Virgin Atlantic’s flight VS698 departed from London to New York on Sunday March 21 with two pilots and one cabin crew member on board, accompanying the 11 pallets of cargo, loaded with pharmaceutical and medical products, sent to the US by a UK-based pharmaceutical company. The aircraft was then turned around at JFK and flown back to the UK full of inbound cargo.
The widespread cancelation of flights across the entire aviation sector due to the Covid-19 pandemic has been accompanied by a drastic decrease in cargo space available. Airline capacity across the Atlantic is a fraction of what it was a few months ago, yet the demand for trade continues, and vital supply chains need to be maintained.

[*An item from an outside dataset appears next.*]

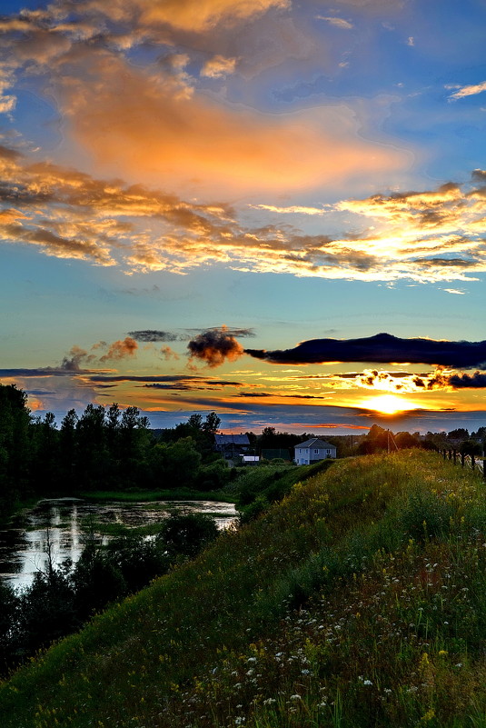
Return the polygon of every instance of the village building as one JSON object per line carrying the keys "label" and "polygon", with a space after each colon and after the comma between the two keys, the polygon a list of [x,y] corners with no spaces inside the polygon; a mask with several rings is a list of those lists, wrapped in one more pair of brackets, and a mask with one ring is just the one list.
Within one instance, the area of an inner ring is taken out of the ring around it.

Dominic Kennedy, managing director of cargo at Virgin Atlantic, said: “I must say, standing out on the ramp at an eerily quiet Heathrow today really brought home to me the scale of what’s happening here - and added to my feeling of immense pride as I watched our inaugural cargo-only charter get airborne, knowing the aircraft would have otherwise been sat on the ground if not for the herculean effort by our cargo team in making this happen, especially at such short notice and in these challenging times.”
Virgin Atlantic is able to fly cargo but not passengers due to the Covid-19 travel exemptions for pilots and cabin crew operating flights – it’s thanks to these that global air freight will remain functional in these incredibly trying times. Virgin Atlantic will continue to fly cargo to destinations around the world.